I initially wrote this (brute force and inefficient) method of calculating primes with the intent of making sure that there was no difference in speed between using "if-then-else" versus guards in Haskell (and there is no difference!). But then I decided to write a C program to compare and I got the following (Haskell slower by just over 25%) :
(Note I got the ideas of using rem instead of mod and also the O3 option in the compiler invocation from the following post : On improving Haskell's performance compared to C in fibonacci micro-benchmark)
Haskell : Forum.hs
divisibleRec :: Int -> Int -> Bool
divisibleRec i j
| j == 1 = False
| i `rem` j == 0 = True
| otherwise = divisibleRec i (j-1)
divisible::Int -> Bool
divisible i = divisibleRec i (i-1)
r = [ x | x <- [2..200000], divisible x == False]
main :: IO()
main = print(length(r))
C : main.cpp
#include <stdio.h>
bool divisibleRec(int i, int j){
if(j==1){ return false; }
else if(i%j==0){ return true; }
else{ return divisibleRec(i,j-1); }
}
bool divisible(int i){ return divisibleRec(i, i-1); }
int main(void){
int i, count =0;
for(i=2; i<200000; ++i){
if(divisible(i)==false){
count = count+1;
}
}
printf("number of primes = %d\n",count);
return 0;
}
The results I got were as follows :
Compilation times
time (ghc -O3 -o runProg Forum.hs)
real 0m0.355s
user 0m0.252s
sys 0m0.040s
time (gcc -O3 -o runProg main.cpp)
real 0m0.070s
user 0m0.036s
sys 0m0.008s
and the following running times :
Running times on Ubuntu 32 bit
Haskell
17984
real 0m54.498s
user 0m51.363s
sys 0m0.140s
C++
number of primes = 17984
real 0m41.739s
user 0m39.642s
sys 0m0.080s
I was quite impressed with the running times of Haskell. However my question is this : can I do anything to speed up the haskell program without :
- Changing the underlying algorithm (it is clear that massive speedups can be gained by changing the algorithm; but I just want to understand what I can do on the language/compiler side to improve performance)
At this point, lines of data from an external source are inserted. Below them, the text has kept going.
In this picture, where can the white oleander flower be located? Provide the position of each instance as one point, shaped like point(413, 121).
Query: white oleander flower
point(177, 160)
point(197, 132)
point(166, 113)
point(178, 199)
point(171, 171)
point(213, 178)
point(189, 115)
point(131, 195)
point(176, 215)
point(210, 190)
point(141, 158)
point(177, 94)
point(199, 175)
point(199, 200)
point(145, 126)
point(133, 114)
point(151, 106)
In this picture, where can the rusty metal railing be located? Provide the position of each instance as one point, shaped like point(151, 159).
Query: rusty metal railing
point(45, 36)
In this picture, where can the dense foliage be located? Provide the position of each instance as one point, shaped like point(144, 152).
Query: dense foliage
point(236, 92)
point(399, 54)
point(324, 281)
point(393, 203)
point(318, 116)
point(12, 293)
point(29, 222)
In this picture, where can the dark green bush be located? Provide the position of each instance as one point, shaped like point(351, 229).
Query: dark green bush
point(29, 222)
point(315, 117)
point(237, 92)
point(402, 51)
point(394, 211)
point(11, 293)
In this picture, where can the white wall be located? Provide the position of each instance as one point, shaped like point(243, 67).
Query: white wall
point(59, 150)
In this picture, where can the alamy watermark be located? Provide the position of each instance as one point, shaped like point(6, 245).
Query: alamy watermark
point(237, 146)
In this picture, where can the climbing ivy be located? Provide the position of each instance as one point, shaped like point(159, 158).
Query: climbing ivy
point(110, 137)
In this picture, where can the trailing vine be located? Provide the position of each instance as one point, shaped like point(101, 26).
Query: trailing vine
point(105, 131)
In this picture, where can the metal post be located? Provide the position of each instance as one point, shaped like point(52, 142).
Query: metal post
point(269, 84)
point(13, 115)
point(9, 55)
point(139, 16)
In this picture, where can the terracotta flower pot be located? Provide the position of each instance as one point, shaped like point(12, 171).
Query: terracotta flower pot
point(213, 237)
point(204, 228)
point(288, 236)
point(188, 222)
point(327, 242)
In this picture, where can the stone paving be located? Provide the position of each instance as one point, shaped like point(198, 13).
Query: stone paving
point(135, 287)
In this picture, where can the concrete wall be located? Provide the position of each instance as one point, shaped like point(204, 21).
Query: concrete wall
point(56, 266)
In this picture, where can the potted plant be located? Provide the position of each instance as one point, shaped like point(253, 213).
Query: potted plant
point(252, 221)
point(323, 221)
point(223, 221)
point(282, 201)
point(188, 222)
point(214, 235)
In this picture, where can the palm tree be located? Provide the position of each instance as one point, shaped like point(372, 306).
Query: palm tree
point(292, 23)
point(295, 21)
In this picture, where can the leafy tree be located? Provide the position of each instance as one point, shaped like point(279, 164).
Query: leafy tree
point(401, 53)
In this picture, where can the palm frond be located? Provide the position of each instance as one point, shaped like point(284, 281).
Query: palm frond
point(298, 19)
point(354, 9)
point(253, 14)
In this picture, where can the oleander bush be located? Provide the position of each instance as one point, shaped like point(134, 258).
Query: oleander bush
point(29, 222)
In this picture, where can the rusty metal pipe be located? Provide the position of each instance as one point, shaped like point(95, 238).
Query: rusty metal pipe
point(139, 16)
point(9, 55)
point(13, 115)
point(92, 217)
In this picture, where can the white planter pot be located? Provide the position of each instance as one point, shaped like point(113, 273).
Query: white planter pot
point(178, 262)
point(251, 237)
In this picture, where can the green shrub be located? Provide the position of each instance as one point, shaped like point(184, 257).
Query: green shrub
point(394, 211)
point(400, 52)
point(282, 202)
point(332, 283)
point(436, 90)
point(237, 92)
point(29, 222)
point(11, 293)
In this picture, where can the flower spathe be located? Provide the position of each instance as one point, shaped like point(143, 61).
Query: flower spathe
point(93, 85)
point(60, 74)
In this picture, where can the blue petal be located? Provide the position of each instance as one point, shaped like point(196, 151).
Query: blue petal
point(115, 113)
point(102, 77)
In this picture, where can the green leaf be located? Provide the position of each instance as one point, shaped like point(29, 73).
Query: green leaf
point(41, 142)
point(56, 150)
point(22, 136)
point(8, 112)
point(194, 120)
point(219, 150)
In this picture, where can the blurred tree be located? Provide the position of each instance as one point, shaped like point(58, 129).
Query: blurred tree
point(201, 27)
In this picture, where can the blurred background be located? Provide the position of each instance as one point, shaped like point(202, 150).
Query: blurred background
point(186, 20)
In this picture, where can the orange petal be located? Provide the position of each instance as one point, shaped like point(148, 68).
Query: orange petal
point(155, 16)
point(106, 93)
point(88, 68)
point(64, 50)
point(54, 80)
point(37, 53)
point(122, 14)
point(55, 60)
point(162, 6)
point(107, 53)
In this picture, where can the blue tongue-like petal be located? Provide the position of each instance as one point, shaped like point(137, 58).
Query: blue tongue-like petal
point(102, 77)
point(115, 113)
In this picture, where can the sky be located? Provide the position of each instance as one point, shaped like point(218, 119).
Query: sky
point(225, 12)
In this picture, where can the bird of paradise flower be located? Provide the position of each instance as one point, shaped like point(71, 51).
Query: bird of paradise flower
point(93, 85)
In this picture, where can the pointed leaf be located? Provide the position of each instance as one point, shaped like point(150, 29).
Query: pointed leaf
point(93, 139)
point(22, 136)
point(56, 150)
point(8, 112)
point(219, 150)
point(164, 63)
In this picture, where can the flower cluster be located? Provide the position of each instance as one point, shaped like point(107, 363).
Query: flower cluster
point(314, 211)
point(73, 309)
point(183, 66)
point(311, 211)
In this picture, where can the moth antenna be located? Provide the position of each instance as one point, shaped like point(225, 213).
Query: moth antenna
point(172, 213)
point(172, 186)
- Invoking the llvm compiler (because I dont have this installed)
[EDIT : Memory usage]
After a comment by Alan I noticed that the C program uses a constant amount of memory where as the Haskell program slowly grows in memory size. At first I thought this had something to do with recursion, but gspr explains below why this is happening and provides a solution. Will Ness provides an alternative solution which (like gspr's solution) also ensures that the memory remains static.
[EDIT : Summary of bigger runs]
max number tested : 200,000:
(54.498s/41.739s) = Haskell 30.5% slower
max number tested : 400,000:
3m31.372s/2m45.076s = 211.37s/165s = Haskell 28.1% slower
max number tested : 800,000:
14m3.266s/11m6.024s = 843.27s/666.02s = Haskell 26.6% slower
[EDIT : Code for Alan]
This was the code that I had written earlier which does not have recursion and which I had tested on 200,000 :
#include <stdio.h>
bool divisibleRec(int i, int j){
while(j>0){
if(j==1){ return false; }
else if(i%j==0){ return true; }
else{ j -= 1;}
}
}
bool divisible(int i){ return divisibleRec(i, i-1); }
int main(void){
int i, count =0;
for(i=2; i<8000000; ++i){
if(divisible(i)==false){
count = count+1;
}
}
printf("number of primes = %d\n",count);
return 0;
}
The results for the C code with and without recursion are as follows (for 800,000) :
With recursion : 11m6.024s
Without recursion : 11m5.328s
Note that the executable seems to take up 60kb (as seen in System monitor) irrespective of the maximum number, and therefore I suspect that the compiler is detecting this recursion.